Shakespeare’s Richard III is one of those “have you been paying attention” plays.
Trouble is you need to have been paying attention throughout the entire chronicle known as the history plays, often performed as the Hollow Crown.
It begins with Richard II where King Richard is deposed by Henry Bolingbroke. The reasons are complex (you need to read the play). But it does help to remember what happens from here on is really like a rather murderous Christmas Day with a lot of rellies who really hate each other fighting it out to the death over the neat 30 odd years.

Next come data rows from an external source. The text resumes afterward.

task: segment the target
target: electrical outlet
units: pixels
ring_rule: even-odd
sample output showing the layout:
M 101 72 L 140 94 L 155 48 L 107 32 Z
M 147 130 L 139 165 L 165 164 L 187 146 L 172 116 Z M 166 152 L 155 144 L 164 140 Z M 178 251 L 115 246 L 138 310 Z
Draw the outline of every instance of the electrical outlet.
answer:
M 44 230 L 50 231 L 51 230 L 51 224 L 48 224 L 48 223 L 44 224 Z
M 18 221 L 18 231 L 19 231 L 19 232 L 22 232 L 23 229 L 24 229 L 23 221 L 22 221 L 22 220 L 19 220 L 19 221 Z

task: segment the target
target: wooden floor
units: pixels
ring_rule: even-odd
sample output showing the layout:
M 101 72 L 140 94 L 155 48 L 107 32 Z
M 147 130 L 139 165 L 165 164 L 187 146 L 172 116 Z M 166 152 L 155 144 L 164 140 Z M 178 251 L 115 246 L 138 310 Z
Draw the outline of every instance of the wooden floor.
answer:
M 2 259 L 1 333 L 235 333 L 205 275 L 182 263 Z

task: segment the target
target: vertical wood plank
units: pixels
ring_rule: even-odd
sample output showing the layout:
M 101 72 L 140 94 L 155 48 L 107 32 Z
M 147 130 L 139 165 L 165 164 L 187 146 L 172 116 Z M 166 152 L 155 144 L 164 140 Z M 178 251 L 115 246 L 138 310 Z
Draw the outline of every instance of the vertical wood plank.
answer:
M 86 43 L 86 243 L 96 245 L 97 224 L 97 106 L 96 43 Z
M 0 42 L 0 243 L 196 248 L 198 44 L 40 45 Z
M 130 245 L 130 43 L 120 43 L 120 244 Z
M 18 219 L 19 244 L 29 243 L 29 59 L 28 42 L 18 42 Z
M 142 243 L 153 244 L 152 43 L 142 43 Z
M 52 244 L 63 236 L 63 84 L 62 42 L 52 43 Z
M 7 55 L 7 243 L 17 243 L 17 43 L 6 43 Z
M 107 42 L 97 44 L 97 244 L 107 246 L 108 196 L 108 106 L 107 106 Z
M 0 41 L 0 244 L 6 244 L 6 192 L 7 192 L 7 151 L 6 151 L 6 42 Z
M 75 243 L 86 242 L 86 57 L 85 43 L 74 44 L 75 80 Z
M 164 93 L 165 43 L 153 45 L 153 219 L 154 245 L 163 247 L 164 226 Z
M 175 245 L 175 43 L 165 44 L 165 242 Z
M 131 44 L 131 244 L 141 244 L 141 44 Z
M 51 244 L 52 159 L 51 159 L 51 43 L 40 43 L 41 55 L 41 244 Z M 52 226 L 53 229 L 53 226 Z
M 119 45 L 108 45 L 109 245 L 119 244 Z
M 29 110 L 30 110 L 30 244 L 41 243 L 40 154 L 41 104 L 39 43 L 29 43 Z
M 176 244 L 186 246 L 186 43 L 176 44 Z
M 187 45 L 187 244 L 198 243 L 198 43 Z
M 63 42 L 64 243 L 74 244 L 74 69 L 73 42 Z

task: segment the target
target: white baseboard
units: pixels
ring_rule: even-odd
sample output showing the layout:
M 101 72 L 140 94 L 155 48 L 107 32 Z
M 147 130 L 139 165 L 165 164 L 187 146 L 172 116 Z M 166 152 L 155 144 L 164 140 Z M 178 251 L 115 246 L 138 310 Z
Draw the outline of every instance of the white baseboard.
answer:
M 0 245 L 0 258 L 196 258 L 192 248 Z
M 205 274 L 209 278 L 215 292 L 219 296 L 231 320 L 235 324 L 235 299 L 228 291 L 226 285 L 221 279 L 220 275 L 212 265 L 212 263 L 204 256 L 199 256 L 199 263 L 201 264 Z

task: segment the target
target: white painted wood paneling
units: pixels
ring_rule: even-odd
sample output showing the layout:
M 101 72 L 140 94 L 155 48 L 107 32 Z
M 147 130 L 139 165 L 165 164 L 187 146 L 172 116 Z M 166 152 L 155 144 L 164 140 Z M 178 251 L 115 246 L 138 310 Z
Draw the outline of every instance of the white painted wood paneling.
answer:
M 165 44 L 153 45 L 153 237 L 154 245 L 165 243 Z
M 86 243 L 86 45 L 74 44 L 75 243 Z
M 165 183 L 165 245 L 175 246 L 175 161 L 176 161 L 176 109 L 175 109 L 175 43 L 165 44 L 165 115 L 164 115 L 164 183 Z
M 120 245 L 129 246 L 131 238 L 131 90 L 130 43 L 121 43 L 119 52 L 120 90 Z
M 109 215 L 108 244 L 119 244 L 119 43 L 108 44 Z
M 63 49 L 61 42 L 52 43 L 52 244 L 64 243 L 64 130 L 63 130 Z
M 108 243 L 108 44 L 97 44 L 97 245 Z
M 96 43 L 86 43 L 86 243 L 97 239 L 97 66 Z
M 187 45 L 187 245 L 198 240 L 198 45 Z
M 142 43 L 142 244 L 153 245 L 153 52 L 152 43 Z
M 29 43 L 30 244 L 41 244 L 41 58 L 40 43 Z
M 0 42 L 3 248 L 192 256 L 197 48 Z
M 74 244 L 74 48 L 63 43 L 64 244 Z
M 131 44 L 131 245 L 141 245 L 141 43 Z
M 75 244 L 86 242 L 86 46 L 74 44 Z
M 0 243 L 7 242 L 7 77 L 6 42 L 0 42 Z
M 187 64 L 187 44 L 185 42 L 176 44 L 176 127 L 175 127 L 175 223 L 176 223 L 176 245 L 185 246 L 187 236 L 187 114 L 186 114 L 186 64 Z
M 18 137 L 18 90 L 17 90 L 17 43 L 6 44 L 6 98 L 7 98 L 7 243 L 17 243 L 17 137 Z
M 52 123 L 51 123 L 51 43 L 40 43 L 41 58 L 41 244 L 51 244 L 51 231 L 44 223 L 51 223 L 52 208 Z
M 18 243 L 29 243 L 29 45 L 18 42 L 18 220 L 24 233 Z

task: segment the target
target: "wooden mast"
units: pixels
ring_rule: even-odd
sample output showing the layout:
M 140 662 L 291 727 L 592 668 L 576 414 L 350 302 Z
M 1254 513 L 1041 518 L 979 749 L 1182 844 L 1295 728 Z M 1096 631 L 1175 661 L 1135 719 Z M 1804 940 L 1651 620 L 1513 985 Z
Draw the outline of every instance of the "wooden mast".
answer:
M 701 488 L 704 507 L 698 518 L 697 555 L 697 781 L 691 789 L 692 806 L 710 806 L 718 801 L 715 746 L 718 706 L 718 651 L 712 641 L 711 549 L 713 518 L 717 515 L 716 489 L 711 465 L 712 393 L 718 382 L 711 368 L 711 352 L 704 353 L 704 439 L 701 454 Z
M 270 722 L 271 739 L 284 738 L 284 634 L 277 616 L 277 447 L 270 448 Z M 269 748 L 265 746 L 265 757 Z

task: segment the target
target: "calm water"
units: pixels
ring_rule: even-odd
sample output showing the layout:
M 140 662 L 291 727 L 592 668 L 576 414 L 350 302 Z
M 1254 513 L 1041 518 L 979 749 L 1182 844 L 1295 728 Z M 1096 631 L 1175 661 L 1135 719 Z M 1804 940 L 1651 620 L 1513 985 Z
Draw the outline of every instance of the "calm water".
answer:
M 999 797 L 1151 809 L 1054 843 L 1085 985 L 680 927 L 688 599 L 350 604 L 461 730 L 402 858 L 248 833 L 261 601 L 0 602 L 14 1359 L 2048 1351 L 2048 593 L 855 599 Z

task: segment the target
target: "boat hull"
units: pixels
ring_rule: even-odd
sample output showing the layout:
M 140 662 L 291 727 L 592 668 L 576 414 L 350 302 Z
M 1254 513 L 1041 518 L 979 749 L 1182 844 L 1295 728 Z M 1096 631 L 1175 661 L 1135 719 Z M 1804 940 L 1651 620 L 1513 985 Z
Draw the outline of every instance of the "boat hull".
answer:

Now, deposing a king is pretty serious stuff, Kings being appointed by God and all that. To say nothing of wounded family pride as result of the kids being cut out of the family inheritance.
So what happens is that after Bolingbroke, who was pretty good king as Henry IV, you had his son who was also a pretty good king as Henry V. But after him, Henry VI wasn’t much good and the Wars of the Roses start.
When the dust settles, the House of York has defeated the House of Lancaster and Richard’s elder brother Edward is on the throne.
It has been pretty clear from the previous plays that both of Richard’s two older brothers Edward and Clarence are not much chop. But they’re both older than Richard and when the war is over, it is Edward who becomes King and Clarence who is next in line. And Richard is far from gruntled by this particular arrangement.
You may remember
Now is the winter of our discontent
Made glorious summer by this sun of York;
I am determined to prove a villain
And hate the idle pleasures of these days.
By the end of the first Scene, it is clear that Richard has pretty much stitched poor old Clarence up. He is in the Tower and his ailing brother, King Edward, all suspects he’s plotting against him.
And then Richard says
For then I’ll marry Warwick’s youngest daughter.
What though I kill’d her husband and her father?
The lady of whom he speaks is the exceptionally beautiful Lady Anne Neville – widow of Edward of Westminster, who was also the Prince of Wales and son of King Henry VI.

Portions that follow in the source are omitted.